Generative Adversarial Networks

  • consists of two modules: a discriminator and a generator

Conditional GANs

  • Prior studies have provided both the discriminator and generator with class information in order to generate samples conditioned on the class
  • Other recent approaches focused on generating particular images highly relevant to a given text description
  • domain transfer, super resolution imaging, photo editing

Image-to-Image Translation

  • pix2pix : supervised cGAN (adversarial + l1)
  • UNIT : VAEs with coGAN
    • two generators share weights to learn the joint distribution of images in cross domains
  • CycleGAN, DiscoGAN
    • preserve key attributes between the input and the translated image by utilizing a cycle-consistency loss

⇒ All these frameworks are only capable of learning the relations between two different domains at a time

Materials and Method

Multi-Domain Image-to-Image Translation

  • G to translate an input image x into an output image y conditioned on the target domain label c, $G(x, c) -> y$
  • D produces probability distributions over both sources and domain labels, $D : x-> {D_{src}(x), D_{cls}(x)}$
    • auxiliary classifier

Adversarial Loss

\[L_{adv} = E_x[log D_{src}(x)] + E_{x,c}[log(1-D{src}(G(x,c)))]\]
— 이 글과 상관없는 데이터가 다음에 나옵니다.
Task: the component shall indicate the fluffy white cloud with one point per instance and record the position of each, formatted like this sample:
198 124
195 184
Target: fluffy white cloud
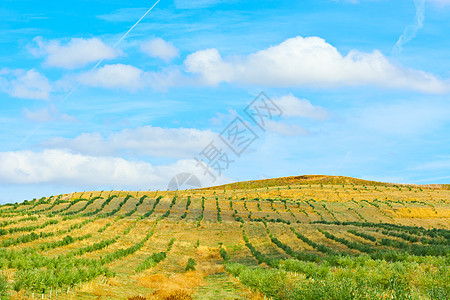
63 167
295 107
25 84
47 114
78 52
159 48
309 61
114 76
147 140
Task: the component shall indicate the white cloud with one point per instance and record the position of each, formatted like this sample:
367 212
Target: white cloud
78 52
48 114
25 84
114 76
63 167
159 48
147 140
295 107
310 61
410 31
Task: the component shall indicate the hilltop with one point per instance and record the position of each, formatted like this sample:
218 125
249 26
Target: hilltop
302 237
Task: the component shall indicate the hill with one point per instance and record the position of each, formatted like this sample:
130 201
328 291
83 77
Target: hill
303 237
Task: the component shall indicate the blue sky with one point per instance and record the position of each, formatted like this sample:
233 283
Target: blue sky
363 86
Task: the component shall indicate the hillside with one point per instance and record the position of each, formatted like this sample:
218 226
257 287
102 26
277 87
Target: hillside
303 237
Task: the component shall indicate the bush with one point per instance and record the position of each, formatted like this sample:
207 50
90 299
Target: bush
3 286
190 266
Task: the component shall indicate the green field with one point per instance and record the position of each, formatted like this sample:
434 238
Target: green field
306 237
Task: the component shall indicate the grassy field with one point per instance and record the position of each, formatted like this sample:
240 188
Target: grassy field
305 237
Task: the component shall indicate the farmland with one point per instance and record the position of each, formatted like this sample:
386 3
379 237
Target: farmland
306 237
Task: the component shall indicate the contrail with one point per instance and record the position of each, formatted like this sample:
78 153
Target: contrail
75 87
411 30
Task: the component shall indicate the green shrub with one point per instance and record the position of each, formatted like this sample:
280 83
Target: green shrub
190 266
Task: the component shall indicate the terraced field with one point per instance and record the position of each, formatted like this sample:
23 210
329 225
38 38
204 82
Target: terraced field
315 237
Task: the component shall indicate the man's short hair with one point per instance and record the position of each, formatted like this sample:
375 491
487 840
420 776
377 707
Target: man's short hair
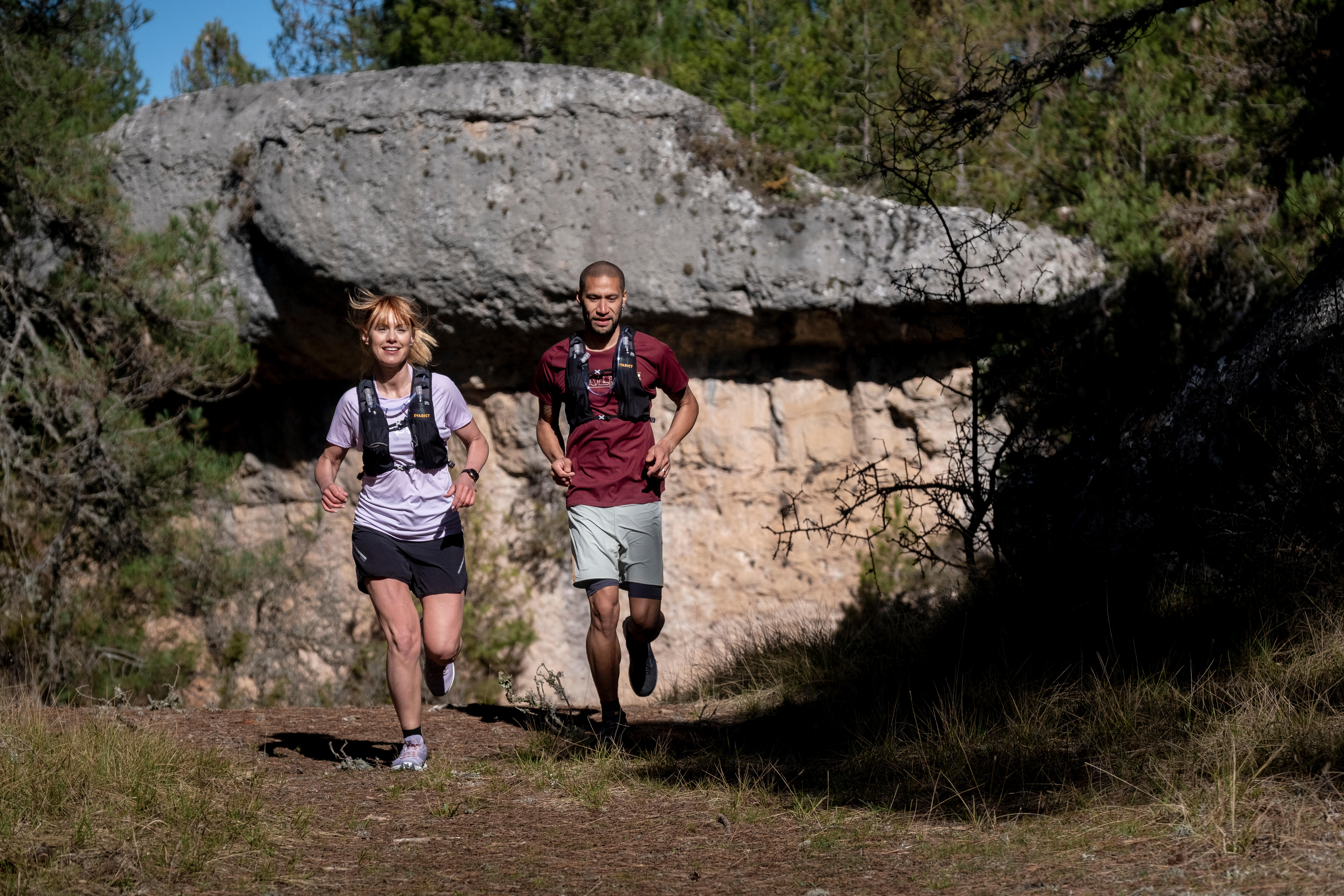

Domain Classification Loss

c: original domain, c’: target domain

DCL of real images used to optimize D

\[L^r_{cls} = E_{x,c'}[-logD_{cls}(c'|x)]\]

DCL of fake images used to optimize G

\[L^f_{cls} = E_{x,c}[-logD_{cls}(c|G(x,c)]\]

Reconstruction Loss

\[L_{rec} = E_{x,c,c'}[||x-G(G(x,c),c')||_1]\]

Full objective:

  • $\lambda_{cls}=1, \lambda_{rec}=10$
\[L_D = -L_{adv} + \lambda_{cls}L_{cls}\] \[L_G = L_{adv} + \lambda_{cls}L_{cls} + \lambda_{rec}L_{rec}\]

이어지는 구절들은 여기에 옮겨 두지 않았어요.